August 16, 2010
Kelo at Ground Zero
Here is an outside-the-box approach to the Ground Zero Mosque. As readers of American Thinker well know, a business group known as SoHo Properties wants to build a mosque and Islamic center two blocks north of Ground Zero, where a pair of empty buildings now stand. SoHo Properties owns the building and land at 45-47 Park Place. The electric utility Consolidated Edison (Con Ed) owns the building and land right next door at 49-51 Park Place. SoHo Properties has an option to buy 49-51Park Place from Con Ed.
Previously, the walls between the two buildings had been demolished and a Burlington Coat Factory store (now shuttered) had operated out of the combined space.
Important to the discussion of the mosque project is its economic impact. Building the mosque means that two commercial buildings on which New York City now levies real estate taxes will be replaced by a house of worship on which the city will not levy real estate taxes. Meanwhile, New York City is so short of tax revenues that it has been reducing the number of teachers in its schools, not hiring police and firemen needed to protect its citizens, delaying infrastructure repairs and cutting back on social services for the poor. Removing additional properties from the tax rolls will require the city to further cut back on municipal services.
What if, instead of a house of worship, a new commercial building were to be built on those parcels on Park Place? For one thing, the city would continue be able to collect real estate taxes -- and even more taxes than it does now because any new and taller building would be assessed at a higher value than the pair of older buildings are today.
And how about if a hotel were built on those parcels? That would be the best of all possible economic outcomes for the people of New York. That's because New York City also has a hotel occupancy tax. It would be what tax experts might call a "two-fer" for the city.
In 2005, the United States Supreme Court, in Kelo, et al. v.
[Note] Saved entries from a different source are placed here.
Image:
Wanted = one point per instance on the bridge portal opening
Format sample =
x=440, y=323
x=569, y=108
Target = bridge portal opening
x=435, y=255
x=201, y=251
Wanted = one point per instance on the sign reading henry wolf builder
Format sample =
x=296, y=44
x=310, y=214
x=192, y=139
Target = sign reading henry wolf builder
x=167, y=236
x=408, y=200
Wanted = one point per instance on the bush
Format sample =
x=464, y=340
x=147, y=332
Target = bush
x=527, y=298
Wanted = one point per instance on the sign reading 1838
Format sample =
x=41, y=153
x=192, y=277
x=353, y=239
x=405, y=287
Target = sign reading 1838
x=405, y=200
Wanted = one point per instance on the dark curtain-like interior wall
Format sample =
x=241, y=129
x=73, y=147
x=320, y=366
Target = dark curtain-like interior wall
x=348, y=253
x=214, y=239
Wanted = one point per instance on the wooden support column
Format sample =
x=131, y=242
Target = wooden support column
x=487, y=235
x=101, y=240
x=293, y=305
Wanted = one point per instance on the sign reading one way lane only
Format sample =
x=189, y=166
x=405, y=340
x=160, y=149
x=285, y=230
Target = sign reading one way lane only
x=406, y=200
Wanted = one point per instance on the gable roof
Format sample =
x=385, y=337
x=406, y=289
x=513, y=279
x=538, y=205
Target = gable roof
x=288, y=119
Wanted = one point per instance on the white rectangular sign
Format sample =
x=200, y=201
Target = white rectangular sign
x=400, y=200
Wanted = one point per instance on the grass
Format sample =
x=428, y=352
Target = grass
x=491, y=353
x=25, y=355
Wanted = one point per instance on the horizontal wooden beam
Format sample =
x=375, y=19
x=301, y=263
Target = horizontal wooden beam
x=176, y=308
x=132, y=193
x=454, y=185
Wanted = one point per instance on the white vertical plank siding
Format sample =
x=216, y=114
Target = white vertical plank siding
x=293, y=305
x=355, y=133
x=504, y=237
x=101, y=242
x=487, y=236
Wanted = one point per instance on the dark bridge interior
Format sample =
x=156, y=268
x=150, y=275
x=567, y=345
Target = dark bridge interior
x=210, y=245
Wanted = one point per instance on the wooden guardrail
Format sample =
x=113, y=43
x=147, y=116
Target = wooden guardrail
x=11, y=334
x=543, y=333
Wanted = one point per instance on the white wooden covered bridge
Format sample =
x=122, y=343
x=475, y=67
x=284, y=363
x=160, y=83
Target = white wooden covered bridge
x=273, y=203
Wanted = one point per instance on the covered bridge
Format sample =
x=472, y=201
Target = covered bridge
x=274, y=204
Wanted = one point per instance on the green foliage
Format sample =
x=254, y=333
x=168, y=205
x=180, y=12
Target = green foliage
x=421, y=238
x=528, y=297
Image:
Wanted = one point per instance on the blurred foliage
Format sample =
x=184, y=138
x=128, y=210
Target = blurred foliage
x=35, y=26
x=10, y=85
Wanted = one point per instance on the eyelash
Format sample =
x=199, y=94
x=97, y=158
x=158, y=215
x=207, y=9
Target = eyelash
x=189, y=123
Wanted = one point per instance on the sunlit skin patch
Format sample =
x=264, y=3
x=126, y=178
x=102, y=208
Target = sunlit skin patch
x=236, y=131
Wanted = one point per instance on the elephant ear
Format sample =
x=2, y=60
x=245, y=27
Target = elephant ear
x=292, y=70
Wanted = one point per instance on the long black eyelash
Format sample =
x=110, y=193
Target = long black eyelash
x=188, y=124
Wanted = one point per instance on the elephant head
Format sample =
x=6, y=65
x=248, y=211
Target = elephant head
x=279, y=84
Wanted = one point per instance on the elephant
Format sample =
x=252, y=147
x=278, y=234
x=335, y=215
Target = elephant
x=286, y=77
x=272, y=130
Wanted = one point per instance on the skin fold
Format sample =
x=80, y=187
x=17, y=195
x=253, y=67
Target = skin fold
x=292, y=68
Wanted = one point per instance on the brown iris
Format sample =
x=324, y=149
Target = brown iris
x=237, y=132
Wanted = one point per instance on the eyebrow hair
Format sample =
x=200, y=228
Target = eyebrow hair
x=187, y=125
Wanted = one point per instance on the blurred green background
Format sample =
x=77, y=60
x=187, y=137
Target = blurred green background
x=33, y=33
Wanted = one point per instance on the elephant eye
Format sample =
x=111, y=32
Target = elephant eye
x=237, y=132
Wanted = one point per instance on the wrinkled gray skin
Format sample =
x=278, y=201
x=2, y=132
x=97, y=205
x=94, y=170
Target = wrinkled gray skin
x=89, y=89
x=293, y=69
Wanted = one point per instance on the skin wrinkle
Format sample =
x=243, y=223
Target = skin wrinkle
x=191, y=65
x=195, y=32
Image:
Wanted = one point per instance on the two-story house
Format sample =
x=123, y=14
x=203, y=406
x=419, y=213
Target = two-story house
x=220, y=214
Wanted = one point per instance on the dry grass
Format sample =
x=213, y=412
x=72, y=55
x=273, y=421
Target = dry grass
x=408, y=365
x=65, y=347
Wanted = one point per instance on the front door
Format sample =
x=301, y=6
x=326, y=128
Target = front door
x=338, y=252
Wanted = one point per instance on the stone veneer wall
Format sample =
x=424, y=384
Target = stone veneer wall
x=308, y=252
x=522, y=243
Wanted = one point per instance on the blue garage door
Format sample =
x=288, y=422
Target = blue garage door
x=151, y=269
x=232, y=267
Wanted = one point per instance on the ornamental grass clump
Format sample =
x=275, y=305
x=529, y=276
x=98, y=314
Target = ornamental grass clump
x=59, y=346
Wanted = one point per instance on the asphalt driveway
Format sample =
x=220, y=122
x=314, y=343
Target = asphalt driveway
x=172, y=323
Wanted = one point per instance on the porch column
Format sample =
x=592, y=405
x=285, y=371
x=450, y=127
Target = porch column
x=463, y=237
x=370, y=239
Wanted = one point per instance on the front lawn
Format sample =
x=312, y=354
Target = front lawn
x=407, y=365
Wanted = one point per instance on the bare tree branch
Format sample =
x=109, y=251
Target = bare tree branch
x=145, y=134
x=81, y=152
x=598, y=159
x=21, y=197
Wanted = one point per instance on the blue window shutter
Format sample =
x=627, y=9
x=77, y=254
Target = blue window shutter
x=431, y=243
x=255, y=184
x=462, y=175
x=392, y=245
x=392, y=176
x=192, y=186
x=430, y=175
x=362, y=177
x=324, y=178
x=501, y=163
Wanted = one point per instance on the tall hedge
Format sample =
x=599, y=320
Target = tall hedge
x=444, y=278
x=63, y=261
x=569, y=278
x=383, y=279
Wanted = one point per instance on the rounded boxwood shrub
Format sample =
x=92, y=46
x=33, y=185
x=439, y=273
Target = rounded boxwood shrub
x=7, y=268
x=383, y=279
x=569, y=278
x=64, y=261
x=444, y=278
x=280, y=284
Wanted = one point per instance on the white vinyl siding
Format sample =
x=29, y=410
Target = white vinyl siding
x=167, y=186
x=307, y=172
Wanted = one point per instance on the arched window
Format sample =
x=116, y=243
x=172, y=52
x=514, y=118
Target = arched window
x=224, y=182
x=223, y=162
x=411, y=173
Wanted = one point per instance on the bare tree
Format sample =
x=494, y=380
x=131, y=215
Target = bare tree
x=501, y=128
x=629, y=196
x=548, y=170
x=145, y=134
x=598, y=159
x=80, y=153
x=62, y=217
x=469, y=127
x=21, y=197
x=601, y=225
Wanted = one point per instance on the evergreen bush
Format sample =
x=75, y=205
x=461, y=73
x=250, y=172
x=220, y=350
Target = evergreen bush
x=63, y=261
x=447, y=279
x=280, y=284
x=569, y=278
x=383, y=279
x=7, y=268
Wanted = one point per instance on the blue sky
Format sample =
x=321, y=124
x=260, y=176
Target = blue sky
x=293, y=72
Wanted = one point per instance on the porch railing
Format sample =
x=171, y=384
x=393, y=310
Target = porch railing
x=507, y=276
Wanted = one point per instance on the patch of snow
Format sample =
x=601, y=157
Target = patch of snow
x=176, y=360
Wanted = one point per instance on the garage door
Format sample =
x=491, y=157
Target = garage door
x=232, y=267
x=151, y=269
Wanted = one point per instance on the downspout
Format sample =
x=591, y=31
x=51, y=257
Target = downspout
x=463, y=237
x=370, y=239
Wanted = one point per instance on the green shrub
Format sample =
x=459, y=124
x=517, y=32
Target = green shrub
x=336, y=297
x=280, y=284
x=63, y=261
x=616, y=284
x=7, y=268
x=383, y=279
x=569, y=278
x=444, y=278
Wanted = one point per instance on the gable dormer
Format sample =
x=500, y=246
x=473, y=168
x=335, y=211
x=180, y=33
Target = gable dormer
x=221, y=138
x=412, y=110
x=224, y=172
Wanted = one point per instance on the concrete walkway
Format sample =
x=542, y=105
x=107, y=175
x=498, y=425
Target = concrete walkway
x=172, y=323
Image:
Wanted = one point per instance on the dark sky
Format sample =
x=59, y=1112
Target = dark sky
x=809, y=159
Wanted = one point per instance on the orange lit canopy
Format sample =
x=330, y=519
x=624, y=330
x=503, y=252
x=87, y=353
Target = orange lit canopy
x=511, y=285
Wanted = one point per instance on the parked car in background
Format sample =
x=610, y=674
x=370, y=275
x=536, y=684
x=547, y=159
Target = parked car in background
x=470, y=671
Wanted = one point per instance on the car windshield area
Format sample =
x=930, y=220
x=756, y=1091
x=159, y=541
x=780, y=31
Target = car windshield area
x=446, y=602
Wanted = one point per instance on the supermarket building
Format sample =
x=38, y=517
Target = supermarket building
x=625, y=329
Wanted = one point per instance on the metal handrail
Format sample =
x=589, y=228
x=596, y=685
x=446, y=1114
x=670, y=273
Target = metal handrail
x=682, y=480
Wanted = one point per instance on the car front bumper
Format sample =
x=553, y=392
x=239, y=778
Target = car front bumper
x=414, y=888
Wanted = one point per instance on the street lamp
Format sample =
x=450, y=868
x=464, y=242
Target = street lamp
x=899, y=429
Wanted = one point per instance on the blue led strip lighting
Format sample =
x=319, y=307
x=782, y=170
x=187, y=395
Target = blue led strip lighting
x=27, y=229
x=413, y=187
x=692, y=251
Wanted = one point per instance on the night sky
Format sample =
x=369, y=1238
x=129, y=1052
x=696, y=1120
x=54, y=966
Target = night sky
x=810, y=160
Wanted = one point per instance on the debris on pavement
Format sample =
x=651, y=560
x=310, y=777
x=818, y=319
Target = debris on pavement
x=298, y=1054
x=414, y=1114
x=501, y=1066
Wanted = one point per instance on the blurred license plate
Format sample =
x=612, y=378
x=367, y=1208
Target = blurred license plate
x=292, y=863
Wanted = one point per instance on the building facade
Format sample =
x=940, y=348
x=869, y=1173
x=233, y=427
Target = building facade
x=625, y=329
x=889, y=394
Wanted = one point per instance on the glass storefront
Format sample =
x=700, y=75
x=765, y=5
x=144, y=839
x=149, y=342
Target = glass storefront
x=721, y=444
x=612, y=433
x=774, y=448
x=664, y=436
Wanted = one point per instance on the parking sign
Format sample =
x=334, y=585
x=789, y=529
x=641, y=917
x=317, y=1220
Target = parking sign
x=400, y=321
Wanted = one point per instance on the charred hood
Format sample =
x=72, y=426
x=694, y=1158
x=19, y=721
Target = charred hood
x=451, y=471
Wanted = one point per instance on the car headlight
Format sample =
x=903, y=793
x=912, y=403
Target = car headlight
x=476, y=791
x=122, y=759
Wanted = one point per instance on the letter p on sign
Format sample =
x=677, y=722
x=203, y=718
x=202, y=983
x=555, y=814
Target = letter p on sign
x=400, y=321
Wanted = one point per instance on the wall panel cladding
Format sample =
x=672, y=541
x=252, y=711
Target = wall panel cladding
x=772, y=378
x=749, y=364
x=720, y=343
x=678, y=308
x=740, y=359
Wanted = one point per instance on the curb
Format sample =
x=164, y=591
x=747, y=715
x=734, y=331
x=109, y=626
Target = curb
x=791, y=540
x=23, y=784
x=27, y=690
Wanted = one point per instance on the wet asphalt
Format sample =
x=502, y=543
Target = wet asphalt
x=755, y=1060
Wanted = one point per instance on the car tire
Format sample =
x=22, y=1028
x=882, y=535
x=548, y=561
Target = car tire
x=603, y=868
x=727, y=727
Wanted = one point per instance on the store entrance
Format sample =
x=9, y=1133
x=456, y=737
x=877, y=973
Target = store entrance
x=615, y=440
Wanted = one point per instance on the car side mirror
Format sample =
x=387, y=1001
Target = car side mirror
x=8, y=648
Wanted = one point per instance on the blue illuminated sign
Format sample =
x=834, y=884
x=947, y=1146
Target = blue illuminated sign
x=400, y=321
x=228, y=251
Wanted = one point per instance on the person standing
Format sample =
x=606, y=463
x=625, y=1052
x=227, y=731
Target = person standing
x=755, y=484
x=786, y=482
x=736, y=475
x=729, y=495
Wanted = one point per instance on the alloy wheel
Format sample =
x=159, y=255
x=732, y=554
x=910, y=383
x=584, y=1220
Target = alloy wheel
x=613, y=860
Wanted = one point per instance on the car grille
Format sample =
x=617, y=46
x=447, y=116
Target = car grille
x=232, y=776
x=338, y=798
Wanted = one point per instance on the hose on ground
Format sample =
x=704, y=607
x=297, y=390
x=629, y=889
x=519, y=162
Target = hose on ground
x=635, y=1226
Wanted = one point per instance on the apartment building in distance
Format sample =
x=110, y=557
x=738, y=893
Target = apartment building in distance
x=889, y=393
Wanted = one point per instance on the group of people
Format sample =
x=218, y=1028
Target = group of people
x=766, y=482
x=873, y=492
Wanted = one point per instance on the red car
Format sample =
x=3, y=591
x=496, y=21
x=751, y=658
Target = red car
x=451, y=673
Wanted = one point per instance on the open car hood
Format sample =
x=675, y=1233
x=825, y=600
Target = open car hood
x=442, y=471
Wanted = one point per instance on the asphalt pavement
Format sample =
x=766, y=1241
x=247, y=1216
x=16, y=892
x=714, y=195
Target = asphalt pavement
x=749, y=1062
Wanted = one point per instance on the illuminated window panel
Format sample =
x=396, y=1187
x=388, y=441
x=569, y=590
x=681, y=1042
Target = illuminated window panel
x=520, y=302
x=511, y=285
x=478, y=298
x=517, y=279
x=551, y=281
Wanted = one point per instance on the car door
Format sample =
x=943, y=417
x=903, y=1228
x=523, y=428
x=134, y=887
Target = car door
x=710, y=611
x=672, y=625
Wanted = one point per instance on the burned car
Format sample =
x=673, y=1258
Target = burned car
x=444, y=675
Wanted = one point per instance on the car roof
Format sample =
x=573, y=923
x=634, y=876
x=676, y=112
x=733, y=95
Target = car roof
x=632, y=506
City of New London, significantly expanded governments' power of eminent domain. Previously, governments' power to seize private property was limited to those cases where the redevelopment undertaken would be for the direct benefit of the public: roads, reservoirs, sewage treatment plants, schools, etc.
New London, Connecticut, had seized privately owned houses and land so that a developer could construct office buildings and shops. New London argued that it had the power to seize the houses and land of private citizens because the greater public would benefit from the higher tax revenues such development would generate. The Supreme Court agreed.
That is now the law of the land.
A developer or business group might now approach the New York City Council asking that the city use its power of eminent domain to seize the properties at 45-47 and 49-51 Park Place and sell them to the developers to build a hotel on the site. From a strictly economic-benefit perspective, the city would be hard- pressed to turn that developer down.
In fact, if New York City were to choose the plans of the religious group over those of a commercial group for any reason other than which plan (house of worship or hotel) would result in the greater economic benefit, it would be unconstitutional. The First Amendment to the United States Constitution prohibits government from favoring one religion.